Sem celular, ela foi cedo ao banco no dia seguinte; além dos três mil de prêmio da competição, havia mais dez mil na conta.
O coração acelerou.
Em menos de vinte minutos, ganhou dez mil — o dinheiro vinha rápido, mas o risco também era alto.
Se ela se esforçasse, lutasse, poderia pagar os remédios?
Três dias passaram rapidamente; antes das seis, preparou o jantar e foi para seu quarto esperar.
Às oito da noite, quando a escuridão total caiu, Ye Xue andava de um lado para outro; a sensação familiar de ausência de peso surgiu, e seu coração, estranho, se acalmou.
A voz eletrônica soou: “Bem-vinda ao Jogo da Vida Eterna.”

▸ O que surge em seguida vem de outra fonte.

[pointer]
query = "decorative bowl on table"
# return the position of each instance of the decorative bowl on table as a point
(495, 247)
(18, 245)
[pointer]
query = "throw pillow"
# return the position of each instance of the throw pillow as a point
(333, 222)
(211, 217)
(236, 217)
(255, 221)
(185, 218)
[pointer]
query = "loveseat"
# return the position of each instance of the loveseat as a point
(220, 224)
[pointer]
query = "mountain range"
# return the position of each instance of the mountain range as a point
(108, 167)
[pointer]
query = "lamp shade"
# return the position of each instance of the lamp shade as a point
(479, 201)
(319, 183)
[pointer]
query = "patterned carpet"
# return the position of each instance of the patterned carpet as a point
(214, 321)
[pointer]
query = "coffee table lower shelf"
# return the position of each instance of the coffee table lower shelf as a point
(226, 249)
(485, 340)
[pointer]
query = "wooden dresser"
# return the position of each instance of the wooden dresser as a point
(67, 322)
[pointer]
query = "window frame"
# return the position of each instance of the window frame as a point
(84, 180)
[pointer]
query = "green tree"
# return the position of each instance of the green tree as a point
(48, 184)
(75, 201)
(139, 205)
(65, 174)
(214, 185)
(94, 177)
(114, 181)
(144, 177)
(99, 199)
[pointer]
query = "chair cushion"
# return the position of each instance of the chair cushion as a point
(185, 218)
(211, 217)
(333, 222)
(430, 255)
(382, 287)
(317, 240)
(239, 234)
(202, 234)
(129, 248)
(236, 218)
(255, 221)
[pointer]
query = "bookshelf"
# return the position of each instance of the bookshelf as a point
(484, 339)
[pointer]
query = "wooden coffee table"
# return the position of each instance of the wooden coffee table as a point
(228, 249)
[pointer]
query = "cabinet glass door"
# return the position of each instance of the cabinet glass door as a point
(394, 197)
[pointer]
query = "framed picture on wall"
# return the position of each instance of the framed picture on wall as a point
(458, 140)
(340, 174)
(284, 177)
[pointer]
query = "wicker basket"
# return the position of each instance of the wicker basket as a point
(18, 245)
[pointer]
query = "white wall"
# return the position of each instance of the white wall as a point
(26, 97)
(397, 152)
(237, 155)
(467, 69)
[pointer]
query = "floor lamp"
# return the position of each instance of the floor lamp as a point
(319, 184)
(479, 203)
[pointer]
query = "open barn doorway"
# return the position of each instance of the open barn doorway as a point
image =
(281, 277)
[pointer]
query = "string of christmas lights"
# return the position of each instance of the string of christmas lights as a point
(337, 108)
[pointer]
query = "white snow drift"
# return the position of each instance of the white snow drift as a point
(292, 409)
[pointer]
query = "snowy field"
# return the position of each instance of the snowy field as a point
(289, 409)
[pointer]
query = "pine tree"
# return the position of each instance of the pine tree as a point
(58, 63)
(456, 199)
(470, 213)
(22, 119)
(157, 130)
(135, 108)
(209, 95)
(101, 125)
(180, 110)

Sempre que a voz eletrônica reproduzia emoções, Ye Xue sentia que quem estava por trás dela também tinha sentimentos.
“Nome da rodada: Quebra-cabeça.
Regra de sempre, a regra será anunciada apenas uma vez, por favor, concentrem-se.
Nesta rodada, há setecentos e trinta e nove jogadores, cada um deve completar o quebra-cabeça em sua área numerada, proibindo a entrada de outros jogadores em sua zona. A área de jogo contém três mil modelos de itens para serem encontrados.
Dez polvos vagam pela área, seu veneno é contagioso; jogadores infectados não podem se livrar do veneno em duas horas e serão eliminados. Jogadores que não concluírem o jogo em setenta e duas horas serão eliminados.”